Desde detrás de mí me llegó la voz de Essie con un tono de orgullo.

—Desde luego que excede tus capacidades, ¿quién mejor que yo va a saberlo?

Se me había acercado por la espalda sin hacer ruido, con los pies descalzos sobré la gruesa moqueta. Llevaba un camisón cerrado desde el cuello hasta los tobillos, y le habían recogido el pelo.

—Essie, ¿qué demonios estás haciendo fuera de la cama? —le pregunté.

—Mi cama se está volviendo de lo más aburrido —me dijo acariciándome el lóbulo de la oreja—, sobre todo porque estoy yo sola. ¿Tienes algún plan para esta tarde, Robin? Porque si me invitas, me gustaría compartirlo contigo.

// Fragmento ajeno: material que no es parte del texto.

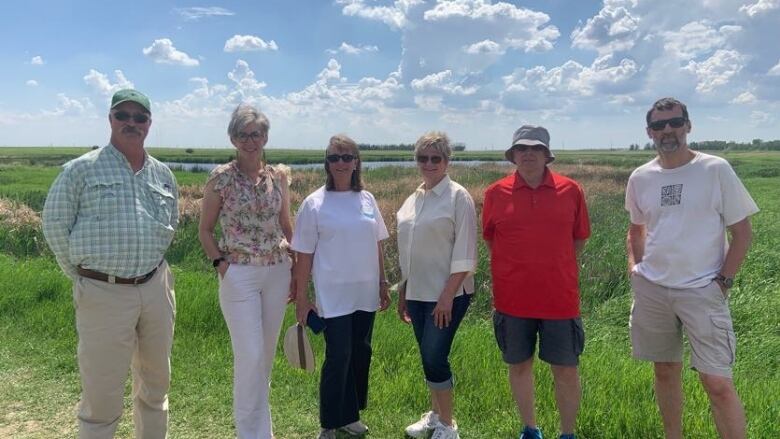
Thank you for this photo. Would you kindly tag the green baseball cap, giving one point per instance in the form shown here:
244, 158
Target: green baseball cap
130, 95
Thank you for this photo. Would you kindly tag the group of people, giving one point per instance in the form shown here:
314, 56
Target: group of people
111, 214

—Pero... Essie... —fue todo lo que conseguí decirle.

Y lo que hubiera querido decirle era o bien, «no deberías estar diciendo estas cosas, todavía» o bien, «al menos, no delante de la computadora». Pero no me dio tiempo a que le dijera ninguna de las dos. Apoyó su mejilla sobre la mía, tal vez para que notara lo redonditas que volvían a estar sus formas otra vez.

—Robin —dijo dulcemente—, estoy muchísimo mejor de lo que te piensas. Pregúntale a la doctora si no me crees, y te dirá lo rápido que me he repuesto —volvió la
cabeza hacia
mí para besarme rápidamente y añadió—: Tengo unos cuantos asuntos de que ocuparme esta tarde. Continúa hablando con Albert hasta que acabe, por favor. Estoy segura de que tiene muchas cosas interesantes que contarte, ¿verdad, Albert?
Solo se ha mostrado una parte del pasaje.